British Museum buys traditional Indian painting to stop from being sold overseas

Tuesday 07th January 2020 10:14 EST

British Museum has bought a masterpiece 'The Trumpeters' by one of India's greatest painters, Nainsukh of Guler, saved from export after being purchased. Described as a work "unparalleled in North Indian art" - had its licence for export blocked in 2018 by the Secretary of State for Digital, Culture, Media and Sport, in order to enable a UK institution to raise the £440,000 required to stop it from being sold overseas. It is believed to have been painted between 1735 and 1740.

With the support of Art Fund, the National Heritage Memorial Fund and the museum's Brooke Sewell Permanent Fund, it has now joined the collection of the British Museum and will remain in the UK. It has gone on free display in the Museum's Sir Joseph Hotung Gallery of China and South Asia.

The painting, depicts a traditional musical performance in Northern India. It shows seven musicians playing Pahari horns with long pipes known as turhi, and their cheeks puffed out with the effort. It is a highly impressive and unusual example of the artist's work, combining aspects of Nainsukh's early work with some of his later achievements. It was purchased by the painter Winifred Nicholson during a tour of South Asia around 1920. After her death in 1981 it remained with her family and now enters a public collection for the first time.

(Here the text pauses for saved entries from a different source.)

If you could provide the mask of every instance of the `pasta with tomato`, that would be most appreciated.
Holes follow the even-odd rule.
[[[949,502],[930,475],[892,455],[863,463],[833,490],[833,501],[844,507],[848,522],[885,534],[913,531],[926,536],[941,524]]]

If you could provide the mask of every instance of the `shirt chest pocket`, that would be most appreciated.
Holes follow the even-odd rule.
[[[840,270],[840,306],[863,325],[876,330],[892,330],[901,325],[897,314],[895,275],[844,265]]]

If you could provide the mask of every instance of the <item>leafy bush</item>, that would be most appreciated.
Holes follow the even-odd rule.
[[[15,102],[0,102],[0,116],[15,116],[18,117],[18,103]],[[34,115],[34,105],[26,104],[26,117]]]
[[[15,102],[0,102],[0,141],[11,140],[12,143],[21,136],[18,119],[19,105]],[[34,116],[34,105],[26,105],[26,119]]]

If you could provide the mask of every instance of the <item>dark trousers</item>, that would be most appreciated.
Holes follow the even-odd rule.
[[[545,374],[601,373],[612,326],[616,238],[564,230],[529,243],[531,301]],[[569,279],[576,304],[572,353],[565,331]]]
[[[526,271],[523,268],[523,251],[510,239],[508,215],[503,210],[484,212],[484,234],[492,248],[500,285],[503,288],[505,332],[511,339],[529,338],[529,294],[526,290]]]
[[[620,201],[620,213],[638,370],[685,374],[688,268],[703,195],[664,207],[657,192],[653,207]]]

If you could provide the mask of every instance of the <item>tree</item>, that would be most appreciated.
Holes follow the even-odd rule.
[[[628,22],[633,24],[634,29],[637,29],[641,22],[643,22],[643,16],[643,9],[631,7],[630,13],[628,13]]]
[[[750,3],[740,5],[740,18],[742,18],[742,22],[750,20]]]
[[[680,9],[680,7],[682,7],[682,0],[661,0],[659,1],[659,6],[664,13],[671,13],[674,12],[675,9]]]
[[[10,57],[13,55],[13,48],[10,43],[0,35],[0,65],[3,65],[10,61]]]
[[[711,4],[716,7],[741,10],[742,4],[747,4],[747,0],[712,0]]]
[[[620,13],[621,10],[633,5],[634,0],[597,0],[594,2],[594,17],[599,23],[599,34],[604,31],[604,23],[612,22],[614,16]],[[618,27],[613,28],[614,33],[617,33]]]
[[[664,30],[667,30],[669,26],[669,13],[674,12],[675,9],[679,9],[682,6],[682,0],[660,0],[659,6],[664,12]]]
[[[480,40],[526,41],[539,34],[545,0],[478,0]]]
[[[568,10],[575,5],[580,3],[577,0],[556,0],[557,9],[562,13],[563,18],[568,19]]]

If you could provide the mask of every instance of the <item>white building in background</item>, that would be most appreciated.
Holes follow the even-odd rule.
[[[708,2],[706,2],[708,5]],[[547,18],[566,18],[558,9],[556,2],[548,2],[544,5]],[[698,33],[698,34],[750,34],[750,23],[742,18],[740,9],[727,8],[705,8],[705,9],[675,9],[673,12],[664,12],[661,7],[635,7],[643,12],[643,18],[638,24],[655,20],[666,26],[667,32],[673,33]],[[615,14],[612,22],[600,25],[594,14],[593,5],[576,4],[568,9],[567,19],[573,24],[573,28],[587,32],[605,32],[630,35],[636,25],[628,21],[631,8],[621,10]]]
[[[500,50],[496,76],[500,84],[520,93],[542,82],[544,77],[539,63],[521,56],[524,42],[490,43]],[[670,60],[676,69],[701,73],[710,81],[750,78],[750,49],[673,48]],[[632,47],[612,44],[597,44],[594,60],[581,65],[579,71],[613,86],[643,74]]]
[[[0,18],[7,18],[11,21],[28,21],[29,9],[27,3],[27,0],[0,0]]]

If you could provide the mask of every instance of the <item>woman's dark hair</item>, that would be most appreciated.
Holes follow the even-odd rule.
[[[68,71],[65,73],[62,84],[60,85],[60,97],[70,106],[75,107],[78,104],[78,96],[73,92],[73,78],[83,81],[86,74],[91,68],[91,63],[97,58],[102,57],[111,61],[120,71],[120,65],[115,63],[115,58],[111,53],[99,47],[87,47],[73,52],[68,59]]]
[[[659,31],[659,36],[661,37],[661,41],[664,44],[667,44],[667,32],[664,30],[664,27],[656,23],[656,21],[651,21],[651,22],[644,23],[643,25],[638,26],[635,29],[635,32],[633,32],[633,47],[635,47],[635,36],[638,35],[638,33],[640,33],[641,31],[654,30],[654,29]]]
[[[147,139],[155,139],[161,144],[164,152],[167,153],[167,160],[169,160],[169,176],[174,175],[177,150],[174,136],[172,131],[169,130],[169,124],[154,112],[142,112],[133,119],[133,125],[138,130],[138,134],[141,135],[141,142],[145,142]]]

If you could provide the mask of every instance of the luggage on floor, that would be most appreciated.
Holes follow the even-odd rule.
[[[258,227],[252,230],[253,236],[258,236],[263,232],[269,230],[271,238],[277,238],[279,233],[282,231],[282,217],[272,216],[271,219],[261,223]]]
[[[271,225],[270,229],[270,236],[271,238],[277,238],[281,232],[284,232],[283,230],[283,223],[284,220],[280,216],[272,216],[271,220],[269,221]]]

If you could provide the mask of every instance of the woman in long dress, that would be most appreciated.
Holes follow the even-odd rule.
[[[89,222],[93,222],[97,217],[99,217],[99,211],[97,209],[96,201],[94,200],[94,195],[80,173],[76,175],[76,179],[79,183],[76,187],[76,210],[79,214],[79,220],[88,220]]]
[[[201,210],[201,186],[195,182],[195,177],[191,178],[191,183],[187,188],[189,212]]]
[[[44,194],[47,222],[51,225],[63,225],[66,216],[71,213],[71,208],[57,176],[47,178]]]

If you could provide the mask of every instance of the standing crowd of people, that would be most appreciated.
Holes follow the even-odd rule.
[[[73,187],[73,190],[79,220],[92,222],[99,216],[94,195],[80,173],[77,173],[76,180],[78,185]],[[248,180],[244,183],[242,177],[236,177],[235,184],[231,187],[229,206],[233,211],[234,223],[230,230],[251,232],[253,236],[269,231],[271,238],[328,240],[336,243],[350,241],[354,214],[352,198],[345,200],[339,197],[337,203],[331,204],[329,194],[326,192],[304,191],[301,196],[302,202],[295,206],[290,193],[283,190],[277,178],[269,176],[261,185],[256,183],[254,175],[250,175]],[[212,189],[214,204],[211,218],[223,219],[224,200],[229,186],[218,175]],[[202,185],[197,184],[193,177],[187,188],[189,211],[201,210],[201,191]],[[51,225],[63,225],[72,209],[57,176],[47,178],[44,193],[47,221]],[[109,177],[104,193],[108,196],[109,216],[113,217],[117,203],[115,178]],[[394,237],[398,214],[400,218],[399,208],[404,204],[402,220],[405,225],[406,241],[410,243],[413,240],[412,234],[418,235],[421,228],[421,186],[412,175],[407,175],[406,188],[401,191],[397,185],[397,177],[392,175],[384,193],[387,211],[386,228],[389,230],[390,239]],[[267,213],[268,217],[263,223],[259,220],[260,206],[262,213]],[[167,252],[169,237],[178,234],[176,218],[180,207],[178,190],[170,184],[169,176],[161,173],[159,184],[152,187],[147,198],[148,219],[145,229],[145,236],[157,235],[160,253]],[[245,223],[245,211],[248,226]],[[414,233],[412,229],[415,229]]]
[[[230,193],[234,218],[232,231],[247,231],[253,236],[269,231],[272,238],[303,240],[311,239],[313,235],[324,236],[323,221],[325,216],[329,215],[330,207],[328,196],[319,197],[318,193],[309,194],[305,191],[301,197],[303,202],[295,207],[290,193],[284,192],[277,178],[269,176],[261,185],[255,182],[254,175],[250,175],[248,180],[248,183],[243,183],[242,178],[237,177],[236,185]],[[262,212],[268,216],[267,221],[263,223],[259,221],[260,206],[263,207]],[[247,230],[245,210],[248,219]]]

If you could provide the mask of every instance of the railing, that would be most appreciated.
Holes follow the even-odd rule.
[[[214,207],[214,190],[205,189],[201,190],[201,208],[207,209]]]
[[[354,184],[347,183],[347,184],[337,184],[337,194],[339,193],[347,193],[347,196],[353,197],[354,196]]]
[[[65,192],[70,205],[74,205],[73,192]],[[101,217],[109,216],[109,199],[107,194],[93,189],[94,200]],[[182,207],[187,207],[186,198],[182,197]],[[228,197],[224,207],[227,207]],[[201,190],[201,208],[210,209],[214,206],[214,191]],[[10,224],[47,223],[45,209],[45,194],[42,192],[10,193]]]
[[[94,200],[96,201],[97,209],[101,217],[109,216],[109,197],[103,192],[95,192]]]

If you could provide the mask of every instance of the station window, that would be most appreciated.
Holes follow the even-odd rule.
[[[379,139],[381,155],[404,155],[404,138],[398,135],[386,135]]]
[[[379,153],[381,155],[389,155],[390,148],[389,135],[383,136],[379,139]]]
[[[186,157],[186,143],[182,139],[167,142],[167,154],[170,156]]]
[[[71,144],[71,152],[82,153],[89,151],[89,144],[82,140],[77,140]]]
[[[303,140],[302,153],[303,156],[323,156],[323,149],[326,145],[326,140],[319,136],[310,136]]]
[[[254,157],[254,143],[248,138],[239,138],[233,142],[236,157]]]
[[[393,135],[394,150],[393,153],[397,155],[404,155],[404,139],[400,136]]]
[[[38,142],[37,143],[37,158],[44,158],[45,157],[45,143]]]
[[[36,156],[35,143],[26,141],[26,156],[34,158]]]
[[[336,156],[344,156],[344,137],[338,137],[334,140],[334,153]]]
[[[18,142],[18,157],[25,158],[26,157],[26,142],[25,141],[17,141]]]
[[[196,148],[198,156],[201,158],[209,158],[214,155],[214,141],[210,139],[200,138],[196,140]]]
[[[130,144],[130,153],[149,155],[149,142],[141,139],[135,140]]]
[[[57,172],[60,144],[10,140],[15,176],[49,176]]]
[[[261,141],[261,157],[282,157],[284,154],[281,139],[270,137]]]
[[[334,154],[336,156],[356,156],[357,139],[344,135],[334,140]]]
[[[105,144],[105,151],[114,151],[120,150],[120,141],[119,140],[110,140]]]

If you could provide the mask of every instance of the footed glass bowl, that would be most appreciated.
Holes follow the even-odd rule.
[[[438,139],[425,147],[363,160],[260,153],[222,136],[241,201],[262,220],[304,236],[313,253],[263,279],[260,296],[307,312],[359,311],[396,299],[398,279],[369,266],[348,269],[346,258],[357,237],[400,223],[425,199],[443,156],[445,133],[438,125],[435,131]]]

Nainsukh is the most famous and highly regarded artist of the Pahari or 'Hill' style of painting, that developed in the hills of Punjab in north-west India. He is famous for his detailed observation and depiction of people and places, portrayed through highly original and dynamic compositions. Three other masterpieces by Nainsukh of Guler was donated in 1940s and are also in the collection of the British Museum.